I've ported my OFH twice and opened it up just about as much as i could. I see above 60 psi on a cold start, 15 psi on a warm idle, 70 psi by 3000 rpms, and i've seen up to about 95 psi at high rpms. I did aquire a couple oil leaks in the winter cold, from the oil feed line and cas o ring. Fixed the leaks and haven't had any other problems.
 
Ok I cut a little more then two loops of the spring off grided down the side I cut so it would sit flat and smoothed any rough spots on the spring. Made sure valve went back and forth smoothly and it does. No porting.

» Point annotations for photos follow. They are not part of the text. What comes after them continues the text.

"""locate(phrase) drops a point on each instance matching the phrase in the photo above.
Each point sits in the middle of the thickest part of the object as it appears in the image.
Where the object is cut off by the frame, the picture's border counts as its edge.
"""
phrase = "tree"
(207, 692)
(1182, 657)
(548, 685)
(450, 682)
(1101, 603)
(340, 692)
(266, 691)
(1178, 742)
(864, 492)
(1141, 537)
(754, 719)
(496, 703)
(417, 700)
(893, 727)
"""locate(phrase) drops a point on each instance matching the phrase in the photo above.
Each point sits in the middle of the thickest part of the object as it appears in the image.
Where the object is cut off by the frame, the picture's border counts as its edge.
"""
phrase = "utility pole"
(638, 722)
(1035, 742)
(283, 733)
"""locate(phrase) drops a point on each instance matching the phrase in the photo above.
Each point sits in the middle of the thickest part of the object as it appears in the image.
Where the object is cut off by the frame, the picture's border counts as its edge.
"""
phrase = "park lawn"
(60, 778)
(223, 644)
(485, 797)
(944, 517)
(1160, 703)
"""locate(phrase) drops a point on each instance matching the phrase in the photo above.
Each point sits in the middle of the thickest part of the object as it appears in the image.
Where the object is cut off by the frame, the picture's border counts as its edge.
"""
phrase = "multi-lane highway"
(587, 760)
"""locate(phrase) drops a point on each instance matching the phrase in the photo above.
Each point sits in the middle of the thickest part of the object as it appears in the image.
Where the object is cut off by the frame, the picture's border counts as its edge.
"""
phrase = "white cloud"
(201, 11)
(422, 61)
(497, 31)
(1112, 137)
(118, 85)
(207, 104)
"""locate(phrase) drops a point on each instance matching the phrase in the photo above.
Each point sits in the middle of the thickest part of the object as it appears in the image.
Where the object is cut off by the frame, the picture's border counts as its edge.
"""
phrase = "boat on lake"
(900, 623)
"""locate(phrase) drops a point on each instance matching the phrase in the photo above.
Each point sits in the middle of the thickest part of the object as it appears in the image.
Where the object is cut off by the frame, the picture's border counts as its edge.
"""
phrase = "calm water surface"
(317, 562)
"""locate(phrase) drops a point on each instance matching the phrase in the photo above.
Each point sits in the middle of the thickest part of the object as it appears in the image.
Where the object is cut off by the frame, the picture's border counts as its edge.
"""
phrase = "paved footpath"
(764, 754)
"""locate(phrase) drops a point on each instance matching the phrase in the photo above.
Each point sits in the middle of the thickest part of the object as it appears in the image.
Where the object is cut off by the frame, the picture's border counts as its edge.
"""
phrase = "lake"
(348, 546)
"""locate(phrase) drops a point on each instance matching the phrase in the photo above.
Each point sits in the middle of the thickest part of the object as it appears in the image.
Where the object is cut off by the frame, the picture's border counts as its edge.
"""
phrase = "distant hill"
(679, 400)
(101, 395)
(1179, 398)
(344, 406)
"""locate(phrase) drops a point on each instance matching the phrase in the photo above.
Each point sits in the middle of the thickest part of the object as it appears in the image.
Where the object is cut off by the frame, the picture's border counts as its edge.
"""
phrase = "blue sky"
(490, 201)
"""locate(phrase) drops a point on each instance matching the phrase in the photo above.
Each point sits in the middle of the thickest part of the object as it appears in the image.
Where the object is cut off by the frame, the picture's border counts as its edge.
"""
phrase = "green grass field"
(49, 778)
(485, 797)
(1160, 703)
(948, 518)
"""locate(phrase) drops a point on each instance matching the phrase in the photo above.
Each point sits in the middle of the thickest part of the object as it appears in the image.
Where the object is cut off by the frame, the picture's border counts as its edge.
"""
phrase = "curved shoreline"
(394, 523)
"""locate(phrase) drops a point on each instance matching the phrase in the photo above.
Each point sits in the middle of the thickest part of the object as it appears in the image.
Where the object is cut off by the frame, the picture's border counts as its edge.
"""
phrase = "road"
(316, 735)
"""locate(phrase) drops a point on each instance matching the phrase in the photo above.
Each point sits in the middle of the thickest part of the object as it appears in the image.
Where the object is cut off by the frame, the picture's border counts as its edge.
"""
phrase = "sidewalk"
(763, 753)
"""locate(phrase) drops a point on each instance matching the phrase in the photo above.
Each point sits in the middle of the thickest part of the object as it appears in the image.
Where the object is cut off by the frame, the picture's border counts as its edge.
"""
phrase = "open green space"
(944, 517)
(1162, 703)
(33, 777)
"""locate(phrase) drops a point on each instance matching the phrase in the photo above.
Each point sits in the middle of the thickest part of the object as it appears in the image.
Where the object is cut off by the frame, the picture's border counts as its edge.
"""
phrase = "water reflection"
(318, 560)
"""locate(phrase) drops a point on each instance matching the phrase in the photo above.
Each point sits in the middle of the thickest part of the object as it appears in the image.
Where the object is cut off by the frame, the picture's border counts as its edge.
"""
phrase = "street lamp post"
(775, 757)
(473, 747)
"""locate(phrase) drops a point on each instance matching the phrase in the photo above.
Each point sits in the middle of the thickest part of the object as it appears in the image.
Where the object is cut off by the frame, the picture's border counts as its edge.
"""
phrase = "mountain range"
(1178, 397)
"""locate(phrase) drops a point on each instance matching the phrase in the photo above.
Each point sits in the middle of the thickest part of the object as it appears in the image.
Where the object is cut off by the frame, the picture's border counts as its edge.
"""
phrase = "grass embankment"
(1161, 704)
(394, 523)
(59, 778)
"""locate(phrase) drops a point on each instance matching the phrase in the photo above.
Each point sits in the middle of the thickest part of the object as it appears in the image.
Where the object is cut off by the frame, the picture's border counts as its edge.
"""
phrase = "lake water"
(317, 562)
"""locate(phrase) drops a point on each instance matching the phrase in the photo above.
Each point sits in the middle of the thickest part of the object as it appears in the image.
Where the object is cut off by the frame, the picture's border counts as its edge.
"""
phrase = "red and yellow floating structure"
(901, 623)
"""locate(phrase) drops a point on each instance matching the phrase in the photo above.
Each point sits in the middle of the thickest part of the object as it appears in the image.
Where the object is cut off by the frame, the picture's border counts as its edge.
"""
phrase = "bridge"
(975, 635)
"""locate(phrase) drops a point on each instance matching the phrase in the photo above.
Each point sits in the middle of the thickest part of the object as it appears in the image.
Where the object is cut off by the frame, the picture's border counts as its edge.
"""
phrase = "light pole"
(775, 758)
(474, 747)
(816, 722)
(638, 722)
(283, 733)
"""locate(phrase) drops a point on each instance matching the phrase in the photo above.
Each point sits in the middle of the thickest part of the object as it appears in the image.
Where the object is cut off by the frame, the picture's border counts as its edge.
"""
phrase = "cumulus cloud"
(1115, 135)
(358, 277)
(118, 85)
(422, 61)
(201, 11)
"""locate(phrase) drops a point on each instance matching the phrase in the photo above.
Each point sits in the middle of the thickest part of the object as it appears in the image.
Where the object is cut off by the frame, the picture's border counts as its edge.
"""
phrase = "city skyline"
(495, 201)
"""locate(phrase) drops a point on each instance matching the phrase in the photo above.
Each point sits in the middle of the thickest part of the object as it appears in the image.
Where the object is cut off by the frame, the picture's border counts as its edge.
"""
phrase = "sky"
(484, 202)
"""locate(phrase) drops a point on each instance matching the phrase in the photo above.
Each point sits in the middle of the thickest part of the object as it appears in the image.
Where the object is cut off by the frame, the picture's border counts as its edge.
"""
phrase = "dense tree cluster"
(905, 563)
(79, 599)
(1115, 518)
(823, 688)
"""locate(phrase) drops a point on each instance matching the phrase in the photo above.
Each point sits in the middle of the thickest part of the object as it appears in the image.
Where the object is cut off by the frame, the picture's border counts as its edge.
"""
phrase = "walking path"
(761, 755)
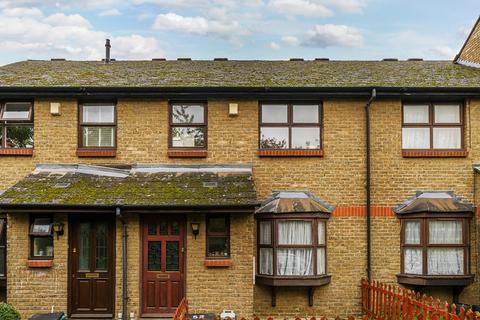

I'm getting 40psi cold idle 15 psi warm idle

3,000rpm I'm getting 60psi
4,000rpm I'm getting 80psi
Didn't dare go above 4krpm because it was climbing even higher

How many spring loops can I cut off before it stops working properly?
 
Well cutting two loops off the spring gave me 20 less psi all around. So I'm going to port now to drop the psi even more. Which side of the hole should I port more? Towards the 22mm bolt or away from the 22mm bolt?
 
Just letting you guys know how it went, ported the OFH as much as I could with two and a quater springs cut and now my oil pressure wont go above 65-70PSI at redline! thanks for all your guys help!. idle psi is at 20 cold and 14-15 warm. :hellyeah:
 
So the dude is happy about his results, congrats bro. but is that good pressure to run? Like im wondering if that kinda pressure is good at 7-8k without starving? I just recently fixed my high pressure and i cut it down to 65-70 at wot (redline) is that a safe pressure to run?
 
I've seen this topic before, what’s the worry? I have never ported my housing to correct the higher pressure. 90-100 at cold idle, then 20 at hot running 20W50? My evo is the same way, even worse 110 cold! I have 25K on that motor with no issues. Is it oil pump failures or the concern about bearing "Wash out?"